In the comments last time, everyone seemed pretty content to ditch the Presumptuous Philosopher (who said that the universe with a trillion times the copies of you was a trillion times as likely), and go with Solomonoff induction (which says that the universe with a trillion times the copies of you is only a few times as likely). To rally some support for the Presumptuous Philosopher, here's a decision game for you.

**The Game:**

If you start out with a universe that has only one of you, and then Omega comes along and copies you, you now need an extra bit to say which *you* you are. If Omega has flipped a coin (or consulted a high-entropy bit string) to decide whether to copy you, you now think there is a 50% chance you're un-copied, and a 25% chance you're each of the copies (if you're not a Solomonoff inductor, pretend to be one for now).

So far, this seems, although not obvious, at least familiar. It's the "halfer" position in Sleeping Beauty, which you might also call Bostrom's "SSA" position. It's not widely accepted because of frequentist / pragmatic arguments like "if you did this experiment a bunch of times, each person would converge to a frequency of 2/3 copied and 1/3 non-copied" and abstract arguments about symmetry of information. But of course Solomonoff induction would reply that there's no symmetry between the different hypotheses about the universe, and so it's okay to make an asymmetrical assumption under which the more you're copied, the less your universe matters to the average.
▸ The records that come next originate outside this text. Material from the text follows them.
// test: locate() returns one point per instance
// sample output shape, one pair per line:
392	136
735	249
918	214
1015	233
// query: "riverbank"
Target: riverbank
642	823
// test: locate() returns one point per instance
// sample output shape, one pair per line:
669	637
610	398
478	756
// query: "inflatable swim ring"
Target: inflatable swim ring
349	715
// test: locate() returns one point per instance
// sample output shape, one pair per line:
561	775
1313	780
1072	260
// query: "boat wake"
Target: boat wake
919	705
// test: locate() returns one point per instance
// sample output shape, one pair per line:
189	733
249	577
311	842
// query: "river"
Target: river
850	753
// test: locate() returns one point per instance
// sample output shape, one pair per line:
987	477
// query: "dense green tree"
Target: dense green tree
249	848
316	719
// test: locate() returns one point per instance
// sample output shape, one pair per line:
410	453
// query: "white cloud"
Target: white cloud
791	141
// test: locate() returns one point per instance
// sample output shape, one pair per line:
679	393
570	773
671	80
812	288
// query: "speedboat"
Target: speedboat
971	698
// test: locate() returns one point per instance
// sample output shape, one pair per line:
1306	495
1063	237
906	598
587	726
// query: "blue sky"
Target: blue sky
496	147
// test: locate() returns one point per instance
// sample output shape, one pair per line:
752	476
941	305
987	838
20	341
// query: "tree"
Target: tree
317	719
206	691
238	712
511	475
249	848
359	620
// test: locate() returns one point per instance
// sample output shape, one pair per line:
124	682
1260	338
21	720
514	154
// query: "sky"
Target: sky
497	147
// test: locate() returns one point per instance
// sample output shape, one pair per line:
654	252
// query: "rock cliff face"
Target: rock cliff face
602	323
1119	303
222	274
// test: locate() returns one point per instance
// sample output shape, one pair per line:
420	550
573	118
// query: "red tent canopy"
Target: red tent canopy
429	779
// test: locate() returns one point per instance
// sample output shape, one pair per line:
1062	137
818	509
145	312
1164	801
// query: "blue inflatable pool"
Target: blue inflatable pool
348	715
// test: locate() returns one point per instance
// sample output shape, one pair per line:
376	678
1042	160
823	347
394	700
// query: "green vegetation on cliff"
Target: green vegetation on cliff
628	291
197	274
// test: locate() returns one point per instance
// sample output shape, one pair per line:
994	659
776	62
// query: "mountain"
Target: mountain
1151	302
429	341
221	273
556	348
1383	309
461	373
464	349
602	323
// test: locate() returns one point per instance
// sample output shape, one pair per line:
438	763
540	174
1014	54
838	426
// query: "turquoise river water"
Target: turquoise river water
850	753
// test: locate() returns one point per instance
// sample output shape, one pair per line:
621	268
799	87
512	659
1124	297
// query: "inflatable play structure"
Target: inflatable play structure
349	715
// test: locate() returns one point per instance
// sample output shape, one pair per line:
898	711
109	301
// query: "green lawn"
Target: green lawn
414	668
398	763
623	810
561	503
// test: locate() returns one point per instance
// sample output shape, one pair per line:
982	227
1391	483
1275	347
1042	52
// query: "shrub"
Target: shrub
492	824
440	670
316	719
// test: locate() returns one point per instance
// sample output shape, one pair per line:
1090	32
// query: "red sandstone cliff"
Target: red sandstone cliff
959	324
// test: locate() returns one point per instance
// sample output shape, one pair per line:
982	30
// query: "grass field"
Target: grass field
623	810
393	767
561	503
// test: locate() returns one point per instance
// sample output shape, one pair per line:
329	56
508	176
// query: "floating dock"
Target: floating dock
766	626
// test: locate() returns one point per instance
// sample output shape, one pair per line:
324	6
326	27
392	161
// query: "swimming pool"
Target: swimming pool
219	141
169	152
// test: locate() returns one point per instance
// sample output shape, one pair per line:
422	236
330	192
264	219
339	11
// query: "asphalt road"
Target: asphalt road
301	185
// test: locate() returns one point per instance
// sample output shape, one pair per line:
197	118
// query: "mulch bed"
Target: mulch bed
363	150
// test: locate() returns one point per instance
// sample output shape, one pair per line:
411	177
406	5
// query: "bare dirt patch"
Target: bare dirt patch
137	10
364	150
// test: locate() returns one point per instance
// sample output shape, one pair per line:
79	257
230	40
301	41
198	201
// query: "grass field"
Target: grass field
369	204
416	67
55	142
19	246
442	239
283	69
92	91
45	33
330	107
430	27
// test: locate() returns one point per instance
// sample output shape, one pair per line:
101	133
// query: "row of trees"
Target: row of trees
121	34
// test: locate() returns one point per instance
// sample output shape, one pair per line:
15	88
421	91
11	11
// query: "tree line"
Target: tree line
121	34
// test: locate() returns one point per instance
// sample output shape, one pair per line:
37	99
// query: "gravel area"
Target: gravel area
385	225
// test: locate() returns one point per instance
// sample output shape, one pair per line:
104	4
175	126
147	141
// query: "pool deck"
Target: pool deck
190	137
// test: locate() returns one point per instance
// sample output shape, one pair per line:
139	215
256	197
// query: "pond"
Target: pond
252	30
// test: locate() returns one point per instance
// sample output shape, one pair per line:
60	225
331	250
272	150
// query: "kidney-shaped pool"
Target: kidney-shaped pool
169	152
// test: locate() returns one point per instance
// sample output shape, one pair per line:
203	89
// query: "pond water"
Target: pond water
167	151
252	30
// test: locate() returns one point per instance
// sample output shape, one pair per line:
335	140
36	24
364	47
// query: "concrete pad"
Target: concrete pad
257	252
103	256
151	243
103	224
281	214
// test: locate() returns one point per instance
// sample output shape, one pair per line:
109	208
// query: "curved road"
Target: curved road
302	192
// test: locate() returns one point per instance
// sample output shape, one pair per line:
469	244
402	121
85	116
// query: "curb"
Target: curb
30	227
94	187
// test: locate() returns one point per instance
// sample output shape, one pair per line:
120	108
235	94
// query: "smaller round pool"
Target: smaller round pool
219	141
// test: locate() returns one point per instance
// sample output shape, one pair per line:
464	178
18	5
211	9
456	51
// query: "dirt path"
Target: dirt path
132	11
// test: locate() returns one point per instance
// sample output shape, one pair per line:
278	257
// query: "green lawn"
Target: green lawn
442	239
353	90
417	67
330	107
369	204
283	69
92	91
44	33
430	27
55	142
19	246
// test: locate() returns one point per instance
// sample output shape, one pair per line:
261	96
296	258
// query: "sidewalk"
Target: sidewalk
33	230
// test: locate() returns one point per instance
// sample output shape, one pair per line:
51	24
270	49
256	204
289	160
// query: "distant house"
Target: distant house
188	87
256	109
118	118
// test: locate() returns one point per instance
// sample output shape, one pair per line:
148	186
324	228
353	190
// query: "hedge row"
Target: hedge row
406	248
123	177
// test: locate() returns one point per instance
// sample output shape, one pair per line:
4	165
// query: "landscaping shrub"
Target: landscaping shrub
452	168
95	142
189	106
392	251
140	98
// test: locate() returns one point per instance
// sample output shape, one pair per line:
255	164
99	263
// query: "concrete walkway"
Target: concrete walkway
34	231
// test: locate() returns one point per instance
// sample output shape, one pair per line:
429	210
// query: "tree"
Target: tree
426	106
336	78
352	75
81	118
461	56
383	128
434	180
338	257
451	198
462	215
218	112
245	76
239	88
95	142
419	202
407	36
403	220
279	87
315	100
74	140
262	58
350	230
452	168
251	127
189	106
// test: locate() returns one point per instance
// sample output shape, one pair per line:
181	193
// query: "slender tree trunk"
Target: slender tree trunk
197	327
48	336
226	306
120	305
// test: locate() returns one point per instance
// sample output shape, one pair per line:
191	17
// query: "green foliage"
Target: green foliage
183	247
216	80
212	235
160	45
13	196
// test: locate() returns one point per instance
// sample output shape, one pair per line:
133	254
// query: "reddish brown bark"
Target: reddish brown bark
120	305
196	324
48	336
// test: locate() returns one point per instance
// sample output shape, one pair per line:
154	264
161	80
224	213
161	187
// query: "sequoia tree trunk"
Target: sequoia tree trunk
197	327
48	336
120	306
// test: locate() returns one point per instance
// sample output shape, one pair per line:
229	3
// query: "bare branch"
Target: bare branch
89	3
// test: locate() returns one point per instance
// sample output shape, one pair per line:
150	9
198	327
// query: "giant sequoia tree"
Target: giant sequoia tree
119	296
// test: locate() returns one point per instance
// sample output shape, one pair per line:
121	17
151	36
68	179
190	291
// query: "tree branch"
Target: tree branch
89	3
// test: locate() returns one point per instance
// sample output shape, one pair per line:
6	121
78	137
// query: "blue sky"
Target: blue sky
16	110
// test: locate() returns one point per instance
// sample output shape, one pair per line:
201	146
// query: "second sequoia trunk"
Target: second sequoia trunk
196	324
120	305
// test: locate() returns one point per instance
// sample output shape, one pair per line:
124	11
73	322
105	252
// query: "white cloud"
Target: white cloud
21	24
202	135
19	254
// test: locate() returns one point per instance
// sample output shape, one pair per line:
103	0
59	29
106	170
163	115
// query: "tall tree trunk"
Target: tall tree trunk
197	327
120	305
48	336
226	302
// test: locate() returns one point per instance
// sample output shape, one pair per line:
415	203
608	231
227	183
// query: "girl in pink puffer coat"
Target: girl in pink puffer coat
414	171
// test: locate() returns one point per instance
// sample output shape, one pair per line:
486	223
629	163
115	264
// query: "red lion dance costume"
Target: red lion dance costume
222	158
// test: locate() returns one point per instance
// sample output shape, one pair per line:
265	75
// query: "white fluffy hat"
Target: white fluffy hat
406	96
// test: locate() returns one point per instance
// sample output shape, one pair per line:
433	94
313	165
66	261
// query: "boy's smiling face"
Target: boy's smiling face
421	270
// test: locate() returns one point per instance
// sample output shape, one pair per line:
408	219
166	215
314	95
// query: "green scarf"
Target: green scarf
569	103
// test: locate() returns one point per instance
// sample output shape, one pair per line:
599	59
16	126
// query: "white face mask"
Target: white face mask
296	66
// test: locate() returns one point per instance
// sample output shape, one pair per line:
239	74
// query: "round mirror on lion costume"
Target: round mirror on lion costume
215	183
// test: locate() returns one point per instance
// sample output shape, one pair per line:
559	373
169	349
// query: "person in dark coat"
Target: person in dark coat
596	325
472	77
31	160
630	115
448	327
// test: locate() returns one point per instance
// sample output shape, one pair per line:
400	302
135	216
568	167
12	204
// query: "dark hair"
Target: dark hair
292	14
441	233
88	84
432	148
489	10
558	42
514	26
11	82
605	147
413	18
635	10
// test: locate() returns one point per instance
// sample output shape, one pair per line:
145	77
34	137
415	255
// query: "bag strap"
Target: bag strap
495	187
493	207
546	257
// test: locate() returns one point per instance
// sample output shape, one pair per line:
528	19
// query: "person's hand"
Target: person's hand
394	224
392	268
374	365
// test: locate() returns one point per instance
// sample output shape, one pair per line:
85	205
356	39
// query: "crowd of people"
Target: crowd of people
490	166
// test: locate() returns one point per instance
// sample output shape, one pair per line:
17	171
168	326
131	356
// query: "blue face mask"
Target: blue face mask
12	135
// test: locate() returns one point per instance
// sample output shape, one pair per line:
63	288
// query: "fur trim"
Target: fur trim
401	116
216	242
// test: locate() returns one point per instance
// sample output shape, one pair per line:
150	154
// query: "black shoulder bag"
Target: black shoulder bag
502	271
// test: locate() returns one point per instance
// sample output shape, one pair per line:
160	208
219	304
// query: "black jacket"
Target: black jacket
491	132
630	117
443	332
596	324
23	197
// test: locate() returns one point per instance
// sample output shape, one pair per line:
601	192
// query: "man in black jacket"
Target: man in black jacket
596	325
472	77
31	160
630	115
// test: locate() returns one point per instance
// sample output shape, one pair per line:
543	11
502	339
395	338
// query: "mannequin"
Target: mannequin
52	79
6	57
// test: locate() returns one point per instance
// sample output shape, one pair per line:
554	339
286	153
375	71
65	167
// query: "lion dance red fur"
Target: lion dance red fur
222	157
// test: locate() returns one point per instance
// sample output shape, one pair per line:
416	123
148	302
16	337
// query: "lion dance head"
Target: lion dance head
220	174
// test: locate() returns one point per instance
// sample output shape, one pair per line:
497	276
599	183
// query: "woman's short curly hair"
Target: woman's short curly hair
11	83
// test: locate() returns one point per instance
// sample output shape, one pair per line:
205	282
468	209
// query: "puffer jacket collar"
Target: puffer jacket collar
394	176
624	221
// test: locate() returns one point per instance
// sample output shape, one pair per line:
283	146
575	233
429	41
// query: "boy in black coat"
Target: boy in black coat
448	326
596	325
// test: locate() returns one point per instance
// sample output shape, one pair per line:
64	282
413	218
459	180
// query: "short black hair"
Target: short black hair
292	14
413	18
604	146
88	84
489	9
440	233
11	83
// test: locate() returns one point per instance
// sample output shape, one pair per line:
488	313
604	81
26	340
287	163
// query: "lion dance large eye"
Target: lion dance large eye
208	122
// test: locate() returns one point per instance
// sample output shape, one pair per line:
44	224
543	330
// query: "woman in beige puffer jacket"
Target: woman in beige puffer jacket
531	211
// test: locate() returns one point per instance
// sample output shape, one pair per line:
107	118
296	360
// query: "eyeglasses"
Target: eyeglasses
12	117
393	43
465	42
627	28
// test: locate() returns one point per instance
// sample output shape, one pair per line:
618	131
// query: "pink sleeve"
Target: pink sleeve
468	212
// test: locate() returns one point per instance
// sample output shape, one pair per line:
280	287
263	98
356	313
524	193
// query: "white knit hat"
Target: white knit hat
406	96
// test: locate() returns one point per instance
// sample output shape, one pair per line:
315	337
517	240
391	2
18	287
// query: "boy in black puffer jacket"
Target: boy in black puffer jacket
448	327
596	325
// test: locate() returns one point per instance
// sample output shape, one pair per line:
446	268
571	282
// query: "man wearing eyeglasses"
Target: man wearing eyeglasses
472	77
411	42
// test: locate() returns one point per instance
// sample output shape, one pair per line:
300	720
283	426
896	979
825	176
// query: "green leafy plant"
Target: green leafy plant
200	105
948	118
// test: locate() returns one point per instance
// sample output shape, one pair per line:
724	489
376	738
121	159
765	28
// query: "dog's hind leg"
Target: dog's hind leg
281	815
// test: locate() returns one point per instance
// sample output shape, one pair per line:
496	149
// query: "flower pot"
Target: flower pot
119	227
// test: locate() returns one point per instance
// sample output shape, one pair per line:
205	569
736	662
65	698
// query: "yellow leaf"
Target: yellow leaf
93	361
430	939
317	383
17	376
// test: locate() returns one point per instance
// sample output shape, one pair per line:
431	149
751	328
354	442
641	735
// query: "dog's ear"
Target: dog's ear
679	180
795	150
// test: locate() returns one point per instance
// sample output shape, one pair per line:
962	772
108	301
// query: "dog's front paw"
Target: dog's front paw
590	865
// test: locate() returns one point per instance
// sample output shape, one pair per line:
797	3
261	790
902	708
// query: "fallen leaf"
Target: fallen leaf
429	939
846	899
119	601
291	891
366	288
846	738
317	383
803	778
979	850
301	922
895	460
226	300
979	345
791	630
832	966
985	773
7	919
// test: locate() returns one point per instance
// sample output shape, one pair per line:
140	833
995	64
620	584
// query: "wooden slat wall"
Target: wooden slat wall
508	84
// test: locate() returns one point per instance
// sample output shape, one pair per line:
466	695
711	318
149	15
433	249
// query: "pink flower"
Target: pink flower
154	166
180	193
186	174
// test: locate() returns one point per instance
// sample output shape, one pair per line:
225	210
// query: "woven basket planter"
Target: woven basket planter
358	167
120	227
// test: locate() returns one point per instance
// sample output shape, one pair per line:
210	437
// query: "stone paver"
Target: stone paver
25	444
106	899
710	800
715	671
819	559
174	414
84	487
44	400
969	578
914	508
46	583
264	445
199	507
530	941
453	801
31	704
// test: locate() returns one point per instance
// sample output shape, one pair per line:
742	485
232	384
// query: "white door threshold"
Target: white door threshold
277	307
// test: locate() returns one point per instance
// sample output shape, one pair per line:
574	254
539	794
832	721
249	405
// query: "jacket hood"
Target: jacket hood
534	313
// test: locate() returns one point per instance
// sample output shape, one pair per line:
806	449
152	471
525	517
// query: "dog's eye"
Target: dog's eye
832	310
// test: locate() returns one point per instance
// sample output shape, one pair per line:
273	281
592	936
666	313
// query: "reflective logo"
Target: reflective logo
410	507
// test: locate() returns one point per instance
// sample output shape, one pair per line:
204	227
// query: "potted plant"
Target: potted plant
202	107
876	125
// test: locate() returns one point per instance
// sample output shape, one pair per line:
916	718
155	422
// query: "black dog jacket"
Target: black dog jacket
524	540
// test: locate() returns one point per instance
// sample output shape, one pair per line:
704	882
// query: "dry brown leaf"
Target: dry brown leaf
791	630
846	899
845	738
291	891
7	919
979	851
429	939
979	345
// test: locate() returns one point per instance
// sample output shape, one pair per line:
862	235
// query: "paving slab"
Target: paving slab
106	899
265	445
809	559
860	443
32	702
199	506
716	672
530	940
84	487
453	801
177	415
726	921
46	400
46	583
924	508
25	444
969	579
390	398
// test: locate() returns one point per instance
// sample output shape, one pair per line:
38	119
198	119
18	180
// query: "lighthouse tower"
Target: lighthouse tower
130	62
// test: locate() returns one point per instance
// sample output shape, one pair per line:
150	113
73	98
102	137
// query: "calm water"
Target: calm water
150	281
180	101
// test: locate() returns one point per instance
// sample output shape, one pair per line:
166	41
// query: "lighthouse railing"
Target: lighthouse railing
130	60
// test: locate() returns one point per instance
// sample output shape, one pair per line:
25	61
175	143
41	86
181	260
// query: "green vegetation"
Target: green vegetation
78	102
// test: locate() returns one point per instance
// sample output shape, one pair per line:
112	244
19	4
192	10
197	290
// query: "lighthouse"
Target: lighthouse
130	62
But suppose now that Omega, in addition to maybe copying you at t_0, comes along and shoots the copy (or a deterministic one of the two yous) at t_1. After this happens, you now no longer need that extra bit to describe which you is you, and so the probabilities go back to being the same for the two hypotheses about the universe and Omega's coin.

So here's what Omega does. He has all of you play for chocolate bars, or some other short-term satisfying experience. After t_0, you get offered this deal: If you accept, then the no-copy you will get **2** chocolate bars and both copy-yous will lose **1.9** chocolate bars. Since you're so much more likely to be in the no-copy universe, you accept.

Next, still before t_1, Omega gives a bonus for the two copies transferring chocolate. You all get offered a deal where the copy that will happen to survive loses **0.5** chocolate bars, and the copy that will get shot gains **1** chocolate bar. Since you're not sure which you are but think they're equally likely, and this doubles the chocolate, you accept.

Then, after t_1, Omega deterministically shoots one copy but still doesn't tell the survivor that they're in the copy-universe. The two of you are offered a deal to lose **2** chocolate bars if you're in the no-copy universe, but gain **2.1** if you're in the copy universe. Since this is more chocolate among equally likely possibilities, you accept a third time.

You are now neutral on chocolate in the no-copy universe, the you that died in the copy universe paid 0.9 chocolate bars, and the you that survived in the copy universe paid 0.3 chocolate bars. You have now been Dutch-process booked.

If we treat the hypotheses of Solomonoff induction as if they are descriptions of physical universes (specifically, things with a property of continuity), then Solomonoff induction seems to be doing something *wrong*. And if we don't treat Turing machines as specifications of physical universes, then this removes much of the bite to applying Solomonoff induction in the Presumptuous Philosopher problem.